Previous studies have shown that pistachios aren't just a tasty snack: they may also help lower cholesterol. However, the high fat content of pistachios has resulted in fears that daily consumption could lead to weight gain, counterbalancing the heart health benefits.

Researchers from UCLA, Sino-Japan Friendship Hospital and the Military General Hospital of Beijing investigated the exact effects of pistachio consumption on blood lipid profiles and weight gain. Their findings were published on April 3, 2012, in Nutrition Journal.

Study participants included 90 adults with metabolic syndrome, a combination of risk factors for cardiovascular disease, stroke and type-2 diabetes.

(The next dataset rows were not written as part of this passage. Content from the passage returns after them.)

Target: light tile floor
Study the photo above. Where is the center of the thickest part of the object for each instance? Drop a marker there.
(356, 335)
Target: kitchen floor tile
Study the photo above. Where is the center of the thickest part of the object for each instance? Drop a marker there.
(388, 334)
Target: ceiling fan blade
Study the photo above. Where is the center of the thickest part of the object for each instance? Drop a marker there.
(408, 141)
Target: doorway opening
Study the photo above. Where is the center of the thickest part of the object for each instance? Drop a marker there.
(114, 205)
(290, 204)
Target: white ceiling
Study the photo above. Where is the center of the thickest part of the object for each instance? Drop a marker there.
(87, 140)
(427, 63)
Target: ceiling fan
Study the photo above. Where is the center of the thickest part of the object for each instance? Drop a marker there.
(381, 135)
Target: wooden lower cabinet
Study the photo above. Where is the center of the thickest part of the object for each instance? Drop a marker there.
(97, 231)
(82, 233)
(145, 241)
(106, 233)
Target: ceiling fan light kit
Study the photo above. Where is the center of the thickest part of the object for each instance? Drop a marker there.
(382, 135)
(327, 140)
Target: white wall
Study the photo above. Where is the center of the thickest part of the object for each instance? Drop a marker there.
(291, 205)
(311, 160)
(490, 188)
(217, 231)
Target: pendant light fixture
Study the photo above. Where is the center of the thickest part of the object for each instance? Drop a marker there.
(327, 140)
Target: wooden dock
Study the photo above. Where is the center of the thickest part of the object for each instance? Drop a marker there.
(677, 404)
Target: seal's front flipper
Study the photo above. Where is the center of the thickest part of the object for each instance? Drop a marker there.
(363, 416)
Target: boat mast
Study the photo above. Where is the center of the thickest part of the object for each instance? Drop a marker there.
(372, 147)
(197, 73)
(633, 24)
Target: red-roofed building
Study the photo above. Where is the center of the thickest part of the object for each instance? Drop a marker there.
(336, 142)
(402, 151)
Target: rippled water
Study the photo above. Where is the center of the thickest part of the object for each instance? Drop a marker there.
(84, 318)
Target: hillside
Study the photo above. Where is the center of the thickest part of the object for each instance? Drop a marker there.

All the participants received four weeks of dietary counseling that followed the guidelines of the American Heart Association Step I diet. They were then assigned to consume either 1.5 oz. of pistachios (the daily recommended serving), 2.5 oz. of pistachios, or no pistachios daily for 12 weeks.

At the conclusion of the study, the researchers noted that glucose values 2 hours after a glucose challenge were significantly lower for participants in both pistachio groups compared to baseline levels. No significant change was seen in the control group. Additionally, lower serum triglyceride levels were noted in the 1.5 oz pistachio group, but not the other two groups.

The researchers concluded that daily consumption of 1.5 oz or 2.5 oz of pistachios does not lead to weight gain or an increase in waist-to-hip ratio but may improve blood glucose and triglyceride levels, two markers of metabolic syndrome.

The best way to protect yourself from metabolic syndrome is through regular exercise and a healthy diet, which this study suggests should include some pistachios. Consider keeping a little bag with you to snack on during the day instead of turning to high fat, low nutritional value foods such as chips and cookies.